Griff had started setting up a tripod and looked at her over the ring light he was adjusting. “Online dating?”
“Apps. You could give them a go. You might find some like-minded misanthropes. We all have our interests.”
He photographed a series of small objects—a cigarette case, a medal, a small ceramic statue. When he removed a jewellery case from a locked safe and opened it, she couldn’t resist getting up and peeking over his shoulder.
“Oh,” she said, and faint lines appeared at the corners of his eyes as he came very close to forgetting himself and properly smiling.
“Were you expecting diamonds?”
“I wasn’t expecting
that.” Freddy bent to get a closer look at the earrings, and what the quartz had been carved into. Even when she was in dance training and at peak flexibility, she’d never tried that position. It looked gravity-defying. “Your grandad was a right old rip under the Ye Olde Country Squire appearance, wasn’t he? From the tales I’ve heard about the Wythburn Group, it was probably love at first sight with Henrietta.”
“If you believe in it.” The derision on that one all but bounced off the peeling wallpaper.
“I don’t, as it happens.” Freddy straightened and turned. Her body was almost touching his, and he went very still. “I believe that...something can happen quite fast, though. Once in a while. Maybe even just once.”
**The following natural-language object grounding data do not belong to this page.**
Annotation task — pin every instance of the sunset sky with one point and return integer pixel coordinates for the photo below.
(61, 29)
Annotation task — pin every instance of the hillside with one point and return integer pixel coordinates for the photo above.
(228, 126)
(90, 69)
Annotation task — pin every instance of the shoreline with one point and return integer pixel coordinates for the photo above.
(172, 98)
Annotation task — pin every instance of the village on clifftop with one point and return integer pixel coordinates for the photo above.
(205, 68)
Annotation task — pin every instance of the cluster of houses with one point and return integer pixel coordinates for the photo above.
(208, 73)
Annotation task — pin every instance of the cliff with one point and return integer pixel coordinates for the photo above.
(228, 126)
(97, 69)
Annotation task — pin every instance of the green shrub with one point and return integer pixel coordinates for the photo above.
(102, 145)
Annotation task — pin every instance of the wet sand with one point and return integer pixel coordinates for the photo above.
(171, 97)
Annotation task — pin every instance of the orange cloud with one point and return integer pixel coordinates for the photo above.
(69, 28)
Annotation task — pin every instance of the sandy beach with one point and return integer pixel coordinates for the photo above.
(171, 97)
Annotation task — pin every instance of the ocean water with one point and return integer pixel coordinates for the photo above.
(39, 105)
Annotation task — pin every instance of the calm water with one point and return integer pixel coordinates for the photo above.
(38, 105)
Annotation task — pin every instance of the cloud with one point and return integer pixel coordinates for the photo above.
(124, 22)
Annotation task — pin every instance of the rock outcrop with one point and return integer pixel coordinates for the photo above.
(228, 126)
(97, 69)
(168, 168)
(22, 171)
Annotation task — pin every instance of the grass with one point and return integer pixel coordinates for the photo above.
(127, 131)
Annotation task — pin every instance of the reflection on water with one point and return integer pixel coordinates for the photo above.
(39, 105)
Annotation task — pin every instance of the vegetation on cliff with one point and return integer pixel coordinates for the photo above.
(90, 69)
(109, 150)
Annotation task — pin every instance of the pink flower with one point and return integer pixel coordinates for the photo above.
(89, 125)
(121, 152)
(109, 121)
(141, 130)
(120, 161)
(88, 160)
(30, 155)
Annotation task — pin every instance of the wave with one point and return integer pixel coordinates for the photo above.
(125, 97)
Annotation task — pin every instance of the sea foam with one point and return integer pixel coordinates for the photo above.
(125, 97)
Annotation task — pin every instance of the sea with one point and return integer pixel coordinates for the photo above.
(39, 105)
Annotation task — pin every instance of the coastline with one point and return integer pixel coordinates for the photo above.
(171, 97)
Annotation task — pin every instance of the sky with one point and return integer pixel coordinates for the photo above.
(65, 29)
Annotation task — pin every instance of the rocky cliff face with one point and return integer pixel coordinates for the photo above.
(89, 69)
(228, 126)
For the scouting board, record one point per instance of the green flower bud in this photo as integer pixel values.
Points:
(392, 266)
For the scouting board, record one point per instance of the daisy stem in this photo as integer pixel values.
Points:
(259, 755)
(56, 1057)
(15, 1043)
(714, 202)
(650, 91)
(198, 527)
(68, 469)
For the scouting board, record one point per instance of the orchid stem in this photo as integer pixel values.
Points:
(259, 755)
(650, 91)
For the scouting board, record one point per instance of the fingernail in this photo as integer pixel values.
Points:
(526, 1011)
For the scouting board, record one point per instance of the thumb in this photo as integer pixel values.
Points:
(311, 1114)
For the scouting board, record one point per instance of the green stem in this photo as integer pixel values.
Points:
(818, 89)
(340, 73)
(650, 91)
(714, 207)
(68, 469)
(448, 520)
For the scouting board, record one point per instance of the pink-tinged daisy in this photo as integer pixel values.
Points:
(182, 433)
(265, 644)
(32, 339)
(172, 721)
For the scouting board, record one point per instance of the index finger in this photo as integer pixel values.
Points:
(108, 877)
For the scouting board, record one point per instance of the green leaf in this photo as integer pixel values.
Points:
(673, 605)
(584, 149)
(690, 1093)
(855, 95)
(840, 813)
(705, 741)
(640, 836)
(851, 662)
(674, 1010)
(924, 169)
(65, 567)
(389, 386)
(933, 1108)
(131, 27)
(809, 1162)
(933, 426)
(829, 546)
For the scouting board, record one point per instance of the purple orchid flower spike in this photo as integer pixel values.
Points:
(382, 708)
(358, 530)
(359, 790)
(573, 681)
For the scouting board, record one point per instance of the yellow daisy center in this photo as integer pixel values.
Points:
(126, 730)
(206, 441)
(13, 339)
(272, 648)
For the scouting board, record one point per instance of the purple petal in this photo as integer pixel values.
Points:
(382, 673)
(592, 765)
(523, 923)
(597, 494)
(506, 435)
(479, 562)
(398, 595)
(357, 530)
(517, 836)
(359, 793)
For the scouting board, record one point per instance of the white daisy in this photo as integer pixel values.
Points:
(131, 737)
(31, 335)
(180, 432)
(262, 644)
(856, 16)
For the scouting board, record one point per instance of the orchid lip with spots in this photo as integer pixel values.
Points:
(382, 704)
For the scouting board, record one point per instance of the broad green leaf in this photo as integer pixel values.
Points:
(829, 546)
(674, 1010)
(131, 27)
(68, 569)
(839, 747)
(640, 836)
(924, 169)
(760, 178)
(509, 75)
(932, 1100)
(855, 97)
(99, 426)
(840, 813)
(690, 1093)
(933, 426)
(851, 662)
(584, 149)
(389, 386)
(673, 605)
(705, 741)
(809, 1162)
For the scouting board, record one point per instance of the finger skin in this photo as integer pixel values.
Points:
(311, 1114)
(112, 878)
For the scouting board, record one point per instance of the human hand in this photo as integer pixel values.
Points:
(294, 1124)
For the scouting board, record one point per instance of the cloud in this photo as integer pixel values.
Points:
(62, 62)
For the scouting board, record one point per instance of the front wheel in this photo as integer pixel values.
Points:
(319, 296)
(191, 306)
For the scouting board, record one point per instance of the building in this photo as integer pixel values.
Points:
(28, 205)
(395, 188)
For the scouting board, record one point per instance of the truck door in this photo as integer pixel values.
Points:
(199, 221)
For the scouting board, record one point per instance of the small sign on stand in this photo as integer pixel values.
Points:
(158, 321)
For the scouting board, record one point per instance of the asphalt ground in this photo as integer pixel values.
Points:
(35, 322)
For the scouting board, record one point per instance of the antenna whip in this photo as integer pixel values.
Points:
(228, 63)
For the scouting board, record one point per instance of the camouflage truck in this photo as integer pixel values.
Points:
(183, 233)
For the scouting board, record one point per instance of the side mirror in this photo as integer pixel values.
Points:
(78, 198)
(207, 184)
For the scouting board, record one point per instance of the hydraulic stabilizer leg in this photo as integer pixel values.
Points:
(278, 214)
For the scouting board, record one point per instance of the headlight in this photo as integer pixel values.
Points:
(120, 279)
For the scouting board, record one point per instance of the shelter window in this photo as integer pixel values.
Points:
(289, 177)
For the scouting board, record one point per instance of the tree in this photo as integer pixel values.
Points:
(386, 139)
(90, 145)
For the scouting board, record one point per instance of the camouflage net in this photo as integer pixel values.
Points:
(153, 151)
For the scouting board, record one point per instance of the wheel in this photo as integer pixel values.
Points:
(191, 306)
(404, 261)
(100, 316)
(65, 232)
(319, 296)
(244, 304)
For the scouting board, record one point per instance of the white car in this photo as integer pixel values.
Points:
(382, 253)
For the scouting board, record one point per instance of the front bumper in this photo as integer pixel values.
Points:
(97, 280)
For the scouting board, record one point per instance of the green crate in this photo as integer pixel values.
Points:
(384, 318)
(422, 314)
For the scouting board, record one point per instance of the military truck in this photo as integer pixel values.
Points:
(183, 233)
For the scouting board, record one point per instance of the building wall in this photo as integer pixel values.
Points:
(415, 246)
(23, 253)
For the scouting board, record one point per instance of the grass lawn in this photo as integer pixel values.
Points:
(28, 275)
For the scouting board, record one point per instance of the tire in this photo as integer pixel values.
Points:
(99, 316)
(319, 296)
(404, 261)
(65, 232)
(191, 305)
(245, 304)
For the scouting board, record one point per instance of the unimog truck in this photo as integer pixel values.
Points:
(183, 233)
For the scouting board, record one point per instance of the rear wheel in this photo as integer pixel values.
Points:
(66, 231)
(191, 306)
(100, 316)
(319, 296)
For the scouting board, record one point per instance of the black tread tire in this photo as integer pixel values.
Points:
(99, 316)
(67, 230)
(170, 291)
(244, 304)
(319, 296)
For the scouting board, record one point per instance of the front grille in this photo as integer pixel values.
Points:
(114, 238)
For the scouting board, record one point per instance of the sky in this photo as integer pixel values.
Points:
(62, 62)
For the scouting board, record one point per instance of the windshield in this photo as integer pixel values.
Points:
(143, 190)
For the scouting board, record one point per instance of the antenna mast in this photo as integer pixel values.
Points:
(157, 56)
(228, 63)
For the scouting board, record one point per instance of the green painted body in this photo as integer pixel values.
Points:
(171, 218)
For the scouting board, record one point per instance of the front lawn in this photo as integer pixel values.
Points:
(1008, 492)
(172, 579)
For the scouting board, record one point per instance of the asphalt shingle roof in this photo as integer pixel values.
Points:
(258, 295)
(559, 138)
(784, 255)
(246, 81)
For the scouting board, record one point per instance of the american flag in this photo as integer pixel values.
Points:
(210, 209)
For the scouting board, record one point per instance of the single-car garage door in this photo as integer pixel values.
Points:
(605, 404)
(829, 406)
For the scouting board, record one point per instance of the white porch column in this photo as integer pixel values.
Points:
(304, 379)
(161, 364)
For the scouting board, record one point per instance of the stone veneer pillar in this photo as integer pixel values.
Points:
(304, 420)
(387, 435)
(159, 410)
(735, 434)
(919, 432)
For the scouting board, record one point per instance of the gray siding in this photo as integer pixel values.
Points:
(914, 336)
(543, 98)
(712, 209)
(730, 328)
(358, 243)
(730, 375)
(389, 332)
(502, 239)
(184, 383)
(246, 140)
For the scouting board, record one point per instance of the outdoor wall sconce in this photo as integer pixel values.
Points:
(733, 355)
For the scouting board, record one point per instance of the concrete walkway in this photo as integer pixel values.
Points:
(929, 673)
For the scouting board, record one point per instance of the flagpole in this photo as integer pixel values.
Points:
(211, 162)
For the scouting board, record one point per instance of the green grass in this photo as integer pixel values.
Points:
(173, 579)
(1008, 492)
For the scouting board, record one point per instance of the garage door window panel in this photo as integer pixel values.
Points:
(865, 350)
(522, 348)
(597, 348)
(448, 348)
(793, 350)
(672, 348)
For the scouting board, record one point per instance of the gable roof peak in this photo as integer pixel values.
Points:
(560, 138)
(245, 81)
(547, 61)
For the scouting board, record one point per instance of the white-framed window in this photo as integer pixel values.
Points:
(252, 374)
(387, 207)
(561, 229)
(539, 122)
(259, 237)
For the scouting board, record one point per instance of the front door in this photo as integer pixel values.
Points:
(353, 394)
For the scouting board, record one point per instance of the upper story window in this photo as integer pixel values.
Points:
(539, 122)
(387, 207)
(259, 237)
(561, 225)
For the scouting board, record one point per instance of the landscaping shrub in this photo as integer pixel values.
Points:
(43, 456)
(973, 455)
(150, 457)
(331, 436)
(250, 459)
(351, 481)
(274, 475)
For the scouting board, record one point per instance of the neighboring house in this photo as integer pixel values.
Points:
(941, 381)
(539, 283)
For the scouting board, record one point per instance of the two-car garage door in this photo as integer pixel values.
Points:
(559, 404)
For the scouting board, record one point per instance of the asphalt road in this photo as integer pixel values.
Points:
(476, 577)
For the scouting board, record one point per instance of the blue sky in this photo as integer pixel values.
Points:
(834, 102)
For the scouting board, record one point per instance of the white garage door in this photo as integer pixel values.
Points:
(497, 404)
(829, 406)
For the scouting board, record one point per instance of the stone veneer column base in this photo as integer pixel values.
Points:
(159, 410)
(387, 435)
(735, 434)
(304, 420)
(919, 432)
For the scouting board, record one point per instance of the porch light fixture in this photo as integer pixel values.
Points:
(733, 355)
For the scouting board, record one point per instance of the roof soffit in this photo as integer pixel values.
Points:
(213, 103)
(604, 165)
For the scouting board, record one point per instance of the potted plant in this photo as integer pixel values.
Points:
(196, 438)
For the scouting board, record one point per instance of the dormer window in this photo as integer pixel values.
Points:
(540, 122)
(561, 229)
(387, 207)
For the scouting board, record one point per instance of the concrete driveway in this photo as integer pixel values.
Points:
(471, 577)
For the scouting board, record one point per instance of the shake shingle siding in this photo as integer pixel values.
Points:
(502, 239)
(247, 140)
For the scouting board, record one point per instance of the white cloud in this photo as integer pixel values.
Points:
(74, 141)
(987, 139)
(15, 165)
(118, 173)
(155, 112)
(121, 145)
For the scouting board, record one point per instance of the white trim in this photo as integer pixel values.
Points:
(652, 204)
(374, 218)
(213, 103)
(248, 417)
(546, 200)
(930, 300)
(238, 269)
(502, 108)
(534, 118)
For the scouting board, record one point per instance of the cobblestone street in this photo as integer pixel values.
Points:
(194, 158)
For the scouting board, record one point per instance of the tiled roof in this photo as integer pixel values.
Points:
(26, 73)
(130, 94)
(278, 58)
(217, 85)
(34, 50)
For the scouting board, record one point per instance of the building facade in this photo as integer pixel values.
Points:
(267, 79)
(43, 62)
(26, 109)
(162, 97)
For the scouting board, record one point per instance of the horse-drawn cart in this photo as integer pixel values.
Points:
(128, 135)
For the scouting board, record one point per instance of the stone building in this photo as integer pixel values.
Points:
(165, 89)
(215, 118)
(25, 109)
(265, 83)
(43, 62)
When she looked into his eyes, they were wells of darkness with a flicker of warm heat. She could smell whatever he used in the shower; it was spicy and masculine, and it made her want to lean in and inhale against his neck.
He touched his fingertips to a curl at her temple. She hadn’t expected him to make a move, unless it was to direct her back to the stool of silence—which had unexpectedly turned into a therapy chair—and it startled her so much that she twitched. His thumb rested, feather-light, against her cheek. Ever so slightly, just a fragment of motion, he stroked, and the shiver that went through her in response was a hard, shocking jolt.
With her nails digging into the wooden surface of the desk, Freddy rose an inch onto her toes to put their faces at a closer level. When she spoke, she was surprised her voice sounded so normal. “Do you mind if I test out something?”
His own voice was crisp, but that burn of amber was still in his eyes. “Are you asking to kiss me as a social experiment?”
“Well.” Freddy tipped her head. “You are a pro at research.”
Their eyes still locked, neither of them lowering their lashes, their breath mingled and held as she leaned forward and touched her mouth lightly to his. She didn’t move for a few seconds, just feeling the sensation of his lips against hers. Then slowly, she started to kiss him, pressing softly, parting slightly. He was kissing her back while they continued to stare at each other. It was measured, cataloguing, feeling-in-the-dark—and yet, conversely, somehow the most intimate moment she’d ever had with a man. It was as if he was looking right into her, seeing something she hadn’t even known was there, laid bare. Breaking her open.